Encrypting text

There are times when we shouldn't store plain text values in the database. This might apply to sensitive data like bank account and routing number. In those cases, here's what you can do:

  1. Install the "Encrypt & Decrypt Text Plugin" by AirDev

  2. Enter a secret key (this should be a 256 bit random text) the Plugins tab

    1. Note that previously we didn't recommend that this was a 256 bit random text. However, if the secret key is not truly random, then the security of encryption decreases dramatically. This type of text can be generated by an action from the plugin, which uses node.js' "crypto" library to generate a secure secret key text. (See screenshot below where this workflow is shown.)
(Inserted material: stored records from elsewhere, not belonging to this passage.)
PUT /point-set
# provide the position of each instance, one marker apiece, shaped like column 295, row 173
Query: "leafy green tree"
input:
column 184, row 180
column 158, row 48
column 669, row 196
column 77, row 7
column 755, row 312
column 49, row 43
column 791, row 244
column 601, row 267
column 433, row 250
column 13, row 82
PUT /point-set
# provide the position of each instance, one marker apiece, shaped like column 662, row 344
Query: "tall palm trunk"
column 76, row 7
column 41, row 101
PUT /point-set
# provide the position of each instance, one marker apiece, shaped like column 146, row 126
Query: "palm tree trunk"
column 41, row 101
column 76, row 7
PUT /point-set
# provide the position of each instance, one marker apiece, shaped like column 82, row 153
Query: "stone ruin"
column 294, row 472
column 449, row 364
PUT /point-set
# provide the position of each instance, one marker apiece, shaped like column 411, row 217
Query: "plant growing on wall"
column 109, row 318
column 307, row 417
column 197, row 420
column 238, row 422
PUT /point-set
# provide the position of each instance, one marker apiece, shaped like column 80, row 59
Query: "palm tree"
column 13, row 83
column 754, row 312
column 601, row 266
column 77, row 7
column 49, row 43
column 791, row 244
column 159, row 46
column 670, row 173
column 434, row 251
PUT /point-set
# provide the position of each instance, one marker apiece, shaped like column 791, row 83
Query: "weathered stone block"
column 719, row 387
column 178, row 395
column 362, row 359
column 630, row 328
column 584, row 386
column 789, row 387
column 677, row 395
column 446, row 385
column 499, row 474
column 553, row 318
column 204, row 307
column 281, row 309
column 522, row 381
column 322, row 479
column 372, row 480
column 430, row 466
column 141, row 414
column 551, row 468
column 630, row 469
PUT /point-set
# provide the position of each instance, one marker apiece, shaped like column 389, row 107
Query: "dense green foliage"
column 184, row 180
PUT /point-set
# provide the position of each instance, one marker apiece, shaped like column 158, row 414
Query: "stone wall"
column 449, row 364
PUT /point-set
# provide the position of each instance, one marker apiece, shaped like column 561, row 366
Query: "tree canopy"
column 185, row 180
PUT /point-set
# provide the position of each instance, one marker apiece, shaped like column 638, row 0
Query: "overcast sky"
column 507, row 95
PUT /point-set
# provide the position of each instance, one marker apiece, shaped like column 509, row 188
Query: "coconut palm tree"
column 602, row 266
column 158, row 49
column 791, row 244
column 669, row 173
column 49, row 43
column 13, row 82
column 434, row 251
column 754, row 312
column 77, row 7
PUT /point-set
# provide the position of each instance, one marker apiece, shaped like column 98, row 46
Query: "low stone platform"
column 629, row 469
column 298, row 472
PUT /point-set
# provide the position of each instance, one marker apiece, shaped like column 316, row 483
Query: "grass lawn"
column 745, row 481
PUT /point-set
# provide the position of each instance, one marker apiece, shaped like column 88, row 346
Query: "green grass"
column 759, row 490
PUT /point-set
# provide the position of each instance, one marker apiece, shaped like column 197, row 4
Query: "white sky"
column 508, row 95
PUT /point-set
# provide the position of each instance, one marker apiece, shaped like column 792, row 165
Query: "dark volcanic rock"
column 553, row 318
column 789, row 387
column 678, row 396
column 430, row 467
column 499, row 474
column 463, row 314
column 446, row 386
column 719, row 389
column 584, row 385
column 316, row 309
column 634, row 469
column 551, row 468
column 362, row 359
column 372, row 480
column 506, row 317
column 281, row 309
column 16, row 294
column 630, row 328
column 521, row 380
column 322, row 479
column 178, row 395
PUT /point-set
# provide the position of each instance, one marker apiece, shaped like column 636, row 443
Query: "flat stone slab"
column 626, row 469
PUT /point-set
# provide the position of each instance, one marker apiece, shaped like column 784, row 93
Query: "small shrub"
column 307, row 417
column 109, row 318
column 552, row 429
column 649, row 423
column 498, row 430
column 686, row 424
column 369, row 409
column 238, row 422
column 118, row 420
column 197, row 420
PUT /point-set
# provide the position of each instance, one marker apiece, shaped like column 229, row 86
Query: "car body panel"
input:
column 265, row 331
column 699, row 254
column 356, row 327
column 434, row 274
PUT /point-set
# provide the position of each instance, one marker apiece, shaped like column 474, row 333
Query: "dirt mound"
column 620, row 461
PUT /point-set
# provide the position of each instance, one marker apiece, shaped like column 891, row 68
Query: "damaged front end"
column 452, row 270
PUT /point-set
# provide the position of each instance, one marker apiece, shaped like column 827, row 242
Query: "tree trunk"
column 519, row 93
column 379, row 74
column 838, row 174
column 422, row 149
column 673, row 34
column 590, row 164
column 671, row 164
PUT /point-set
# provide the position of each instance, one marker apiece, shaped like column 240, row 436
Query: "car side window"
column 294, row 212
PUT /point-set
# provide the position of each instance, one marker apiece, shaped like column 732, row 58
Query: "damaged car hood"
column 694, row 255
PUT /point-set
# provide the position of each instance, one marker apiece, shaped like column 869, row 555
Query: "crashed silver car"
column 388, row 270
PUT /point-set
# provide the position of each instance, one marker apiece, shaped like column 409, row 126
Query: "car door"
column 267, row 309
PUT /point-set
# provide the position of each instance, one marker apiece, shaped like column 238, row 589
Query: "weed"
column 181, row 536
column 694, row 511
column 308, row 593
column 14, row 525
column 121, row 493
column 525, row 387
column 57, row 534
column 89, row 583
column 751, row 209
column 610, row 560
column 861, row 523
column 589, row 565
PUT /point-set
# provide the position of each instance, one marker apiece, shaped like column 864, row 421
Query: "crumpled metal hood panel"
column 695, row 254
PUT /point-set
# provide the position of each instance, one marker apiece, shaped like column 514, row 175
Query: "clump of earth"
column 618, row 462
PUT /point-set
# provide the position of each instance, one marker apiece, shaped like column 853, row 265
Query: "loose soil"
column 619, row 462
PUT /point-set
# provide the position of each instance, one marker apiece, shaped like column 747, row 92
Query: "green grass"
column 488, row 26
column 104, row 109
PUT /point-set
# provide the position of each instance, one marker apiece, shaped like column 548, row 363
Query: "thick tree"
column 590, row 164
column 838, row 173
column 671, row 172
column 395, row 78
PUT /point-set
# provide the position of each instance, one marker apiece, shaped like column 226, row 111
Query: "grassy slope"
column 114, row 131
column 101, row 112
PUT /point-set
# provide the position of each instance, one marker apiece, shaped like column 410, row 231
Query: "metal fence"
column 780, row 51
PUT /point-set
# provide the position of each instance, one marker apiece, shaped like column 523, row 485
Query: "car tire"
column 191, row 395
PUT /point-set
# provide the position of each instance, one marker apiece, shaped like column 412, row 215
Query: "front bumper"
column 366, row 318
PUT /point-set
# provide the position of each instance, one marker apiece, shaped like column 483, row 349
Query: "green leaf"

  3. Whenever a sensitive value is entered, encrypt it using an action and store it in the database

  4. Whenever a sensitive value needs to be displayed or used, decrypt it using an action and show it

Hashing instead of encrypting

When working with things like passwords, which need to be saved for authentication purposes but whose actual contents never need to be decoded, they should be hashed instead of encrypted. When a text is hashed properly, it is very difficult to get the initial text.

For a secure approach to hashing text, use this plugin's "hash with salt" workflow.

  1. Enter the text to be hashed to the "input string" field.

  2. Leave the rest of the fields as-is (unless you have good reason for changing them).

  3. Save the results of the hashing operation on some object.

  4. To later validate a value against a hashed text, be sure to use the same salt that was used the first time.

Hashing multiple texts with the same salt can allow for a Rainbow Table Attack, a method of retreiving the un-hashed version of hashed data.